The result is a multicultural, socioeconomically diverse group of 12 people who gathered at the Meisner home one recent morning: the home-schooled 12- and 15-year-old Meisner children, Church’s Korean
immigrant wife, a Wayside resident, a 16-year-old West Aurora sophomore, a 21-year-old West Aurora graduate, a Mexican couple with a baby, and an 11-year-old neighbor who is friends with the Meisners’ younger daughter.
The Meisners found the idea of a home fellowship appealing after two churches they were members of moved from rented meeting spaces into expensive buildings.
“The focus was on getting that building going,” Laurinda Meisner said. “We lost that fellowship. We lost the most important thing in that transition.”
Too casual for some
Megachurch leaders point to their small-group activities as a way for Christians to experience the kind of intimacy that’s characteristic of a house church.

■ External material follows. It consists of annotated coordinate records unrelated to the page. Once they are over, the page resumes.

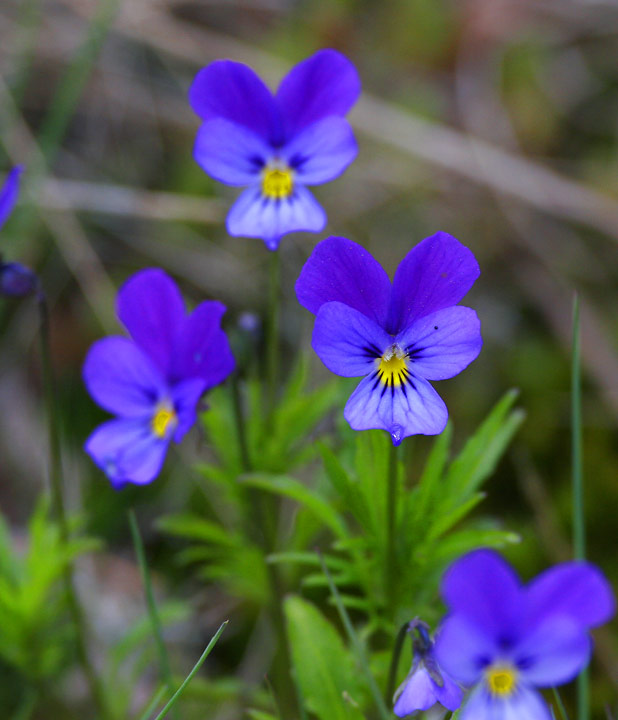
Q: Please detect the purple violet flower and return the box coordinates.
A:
[0,165,23,227]
[0,165,40,297]
[83,268,234,488]
[393,620,463,717]
[296,233,482,445]
[435,550,615,720]
[189,50,360,250]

Bing Hunter, pastor of adult ministries at Rolling Meadows-based Harvest Bible Chapel, recalled a couple approaching him after a church service a few months ago and wanting him to serve as a mentor for a house church the couple planned to start. He responded by encouraging the couple to join one of the church’s small groups, gatherings of less than a dozen church members who meet weekly in a trained leader’s home primarily for in-depth discussions of the pastor’s Sunday message.
The leaders of those small groups are overseen by experienced members of the church’s pastoral staff. That kind of accountability can be hard to come by in a house church, Hunter said.
“I think what Scripture teaches is that the local church should have elders and deacons,” Hunter said. “There are some concerns in various places in the house church movement about its doctrine. It’s difficult when believers are inexperienced to ensure they’re following historical biblical Christianity. In a larger church with elders, they might be better able to deal with those issues.”
Steve Yarrow, adult ministries pastor at St. Charles Township-based Christ Community Church, said institutional churches have other benefits that can’t be replicated in a house church. That includes participation in rituals and large weekly gatherings, both of which can be very powerful spiritual experiences.
A larger church body also has the resources to help more people. In June more than 1,300 congregation members participated in the church’s third annual Great Day of Serving, where they volunteered at the Boys and Girls Club, undertook home improvement projects, and otherwise helped
out Fox Valley communities at 51 project sites.
“The ability to mobilize and have the community impact, I don’t know how that would happen for us in the house church model,” Yarrow said. “We have partners across the globe. We’re able to have significant financial investments in them.”
Yarrow acknowledges that both the institutional church and the house church have important roles to play.
“It’s not like that’s bad and this is the only way to do it,” he said. “For us its an opportunity to say the kingdom of God has expanded in a lot of different ways. We respect people who feel that’s something that God might be calling them to.”